Zen And The Science Of Third Down Conversions
Yesterday I muttered about math and explained some stuff. Today I try to convince you this is interesting.
The Strange Case of Florida State
Florida State was a team with a bear of a defense and an intoxicated duck of an offense, right? Well... not on third down. Check the Castor and Pollux act:
That's a significant amount of green in each graph--unsurprising from the defense, palpitation-causing from the offense. Despite the doublemint action directly above, I do not mean to suggest that the Florida State defense (generally regarded to kick seven kinds of ass) is hardly distinguishable from the Florida State offense (a unit that actually could have used the services of Wyatt Sexton this year). No sir, I object. What we're missing here is the second component of third-down efficiency: your tendency to get in manageable distances. It's here that two additional graphs bring the difference between the two Seminole units into stark relief:
Yow! Jeff Bowden's criminal misuse of Booker and Washington is illuminated for all to see: so many passes clunked uselessly to the ground on early downs that that approximately 20% of the Florida State offense's third downs were full third-and-tens, more than double the national average. They only got in third and one half as much as a Hypothetical Totally Average Team (HTAT).
Conversely, the Florida State defense's pedestrian performance on third down is okay in the overall scheme of things, since there is evidently a significant amount (seven kinds, even) of ass-kicking going on on first and second down. Look at all that red on third and five or less. Look at all that green from third and ten to fifteen.

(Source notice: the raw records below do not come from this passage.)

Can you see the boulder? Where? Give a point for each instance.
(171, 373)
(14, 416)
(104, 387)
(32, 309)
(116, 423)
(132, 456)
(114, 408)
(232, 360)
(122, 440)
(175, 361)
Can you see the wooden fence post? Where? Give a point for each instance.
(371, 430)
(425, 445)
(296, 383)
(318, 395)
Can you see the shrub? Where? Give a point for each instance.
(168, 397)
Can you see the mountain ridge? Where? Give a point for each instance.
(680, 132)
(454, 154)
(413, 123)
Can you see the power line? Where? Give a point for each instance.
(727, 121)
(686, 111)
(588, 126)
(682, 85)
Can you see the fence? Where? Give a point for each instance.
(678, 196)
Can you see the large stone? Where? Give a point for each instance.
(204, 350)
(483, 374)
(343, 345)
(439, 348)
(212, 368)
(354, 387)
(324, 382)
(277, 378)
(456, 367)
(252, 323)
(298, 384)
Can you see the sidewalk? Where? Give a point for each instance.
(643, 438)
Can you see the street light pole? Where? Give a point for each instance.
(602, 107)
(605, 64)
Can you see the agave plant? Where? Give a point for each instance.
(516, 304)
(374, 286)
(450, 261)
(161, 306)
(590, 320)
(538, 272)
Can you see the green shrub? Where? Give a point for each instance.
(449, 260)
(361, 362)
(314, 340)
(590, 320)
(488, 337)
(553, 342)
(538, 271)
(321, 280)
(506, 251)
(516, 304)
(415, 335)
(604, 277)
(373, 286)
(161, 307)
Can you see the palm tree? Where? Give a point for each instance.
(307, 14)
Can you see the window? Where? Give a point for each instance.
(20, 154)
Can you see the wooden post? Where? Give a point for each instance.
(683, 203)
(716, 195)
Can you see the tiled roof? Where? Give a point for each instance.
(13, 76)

My thinking has suddenly become very clear on this case, man.
Conventional Wisdom Isn't Always Unwise
These days, it's hard to tell whether the spread is more popular in college football or the San Fernando Valley. As a result, much is adone about it from the dredges of the blogsphere to the vulcanized-rubber towers of the people who actually get paid to write. Invariably much is made of the spread's strengths and weaknesses. Continually cited is the spread's difficulty in short yardage and goal-line situations, but one would figure this goes hand in hand with increased efficiency in the middle distances the classic dink-and-dunk spread offense is designed to get on every play. So a hypothetical spread team's efficiency graph would look considerably flatter than the nationwide average, starting out subpar from 1-3 yards but then beating the average in the middle distance.
What's the quintessential spread team? Hyyyaaaarrr!!! Texas Tech, matey! Well, check it out:
Avast! The conventional wisdom... is right on? There's a first time for everything, I guess. Similar results can be seen in the offenses of Illinois, Northwestern, Hawaii (sort of), Michigan State (sort of... the MSU offense is too good to be held down much but has a big ugly red spot right at third and one), Oregon, Miami (Ohio), and Purdue. Indiana and their spankin' new spread offense defies this trend, as do a few other teams recognized as spread specialists, but in general it appears that they are the exception rather than the rule.
Quantified Later, But...
I'll try to put a number on this in the near future, but I'd be surprised if any team in the country has a better pair of
Stergers efficiency graphs than Ohio State:
That is a lot of green. No doubt OSU was helped on offense by the candy-soft defenses it opposed, but that OSU defense faced a wide array of the country's most powerful offenses and still came out on the good side of things no matter what situation you put them in. Hallelujah: nine of those guys are gone. Un, er, -halleluja: the green field of the offense returns mostly intact.